A separate red flag regarding low-dose glucocorticoids was raised by a retrospective cohort study of the 1-year risk of hospitalization for serious infection in 172,041 RA patients in the Medicare claims database for the years 2005-2015. After 6 months of stable use of DMARDs, 47.1% of those patients were on corticosteroids. Their 1-year cumulative incidence of severe infection resulting in hospitalization was 11% if their dose was 5 mg/day or less, 14.4% at >5 to 10 mg/day, and 17.7% at >10 mg/day, all significantly greater than the 8.6% rate in patients not on steroids. The same pattern held true when the investigators separately scrutinized 44,118 RA patients in the Optum Clinformatics Data Mart database for the years 2006-2015.

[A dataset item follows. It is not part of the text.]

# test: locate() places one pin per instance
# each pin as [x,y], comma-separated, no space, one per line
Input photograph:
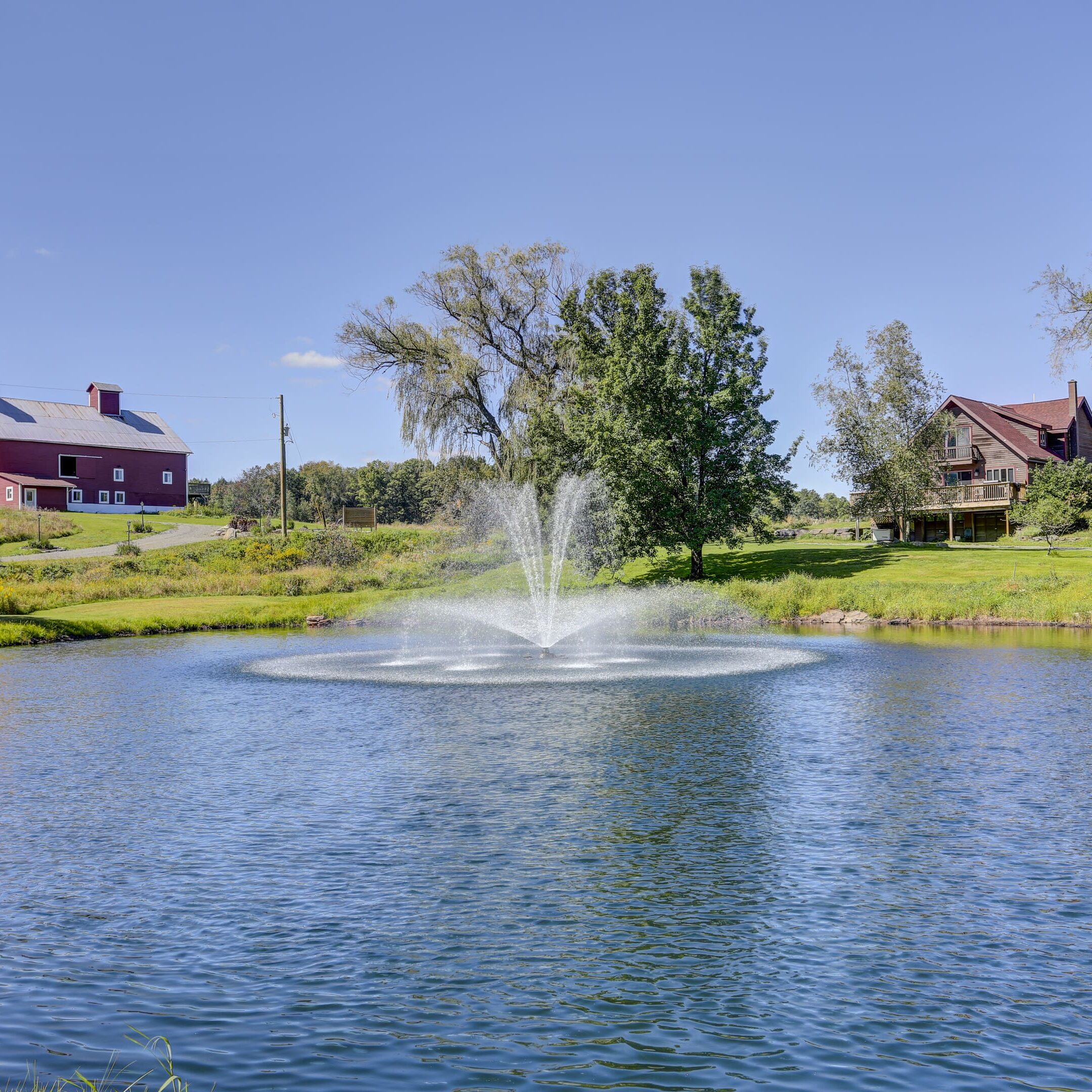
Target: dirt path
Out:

“This is a really important paper telling us what you’ve always known, which is that there’s a dose-related increase in serious infections in people on steroids. Everybody knows that, but usually people think of 10 mg/day and above,” Dr. Cush said. “This is a little bit sobering for those of you who think, ‘Well, I’m doing OK using 2.5 or 4 mg/day.’ In this study, even at doses of 5 mg/day or less, there’s a significant increase in serious hospitalizable infections.”

Taken together, the message of these two huge studies is clear, he added: “The idea is we probably shouldn’t be using steroids.”

Given the large array of therapies now available to address various aspects of the inflammatory and immune responses in RA, Dr. Kavanaugh asked, why do so many rheumatologists still maintain their patients on low-dose steroids?

”Because when we find something that works, we stick to it,” Dr. Cush replied.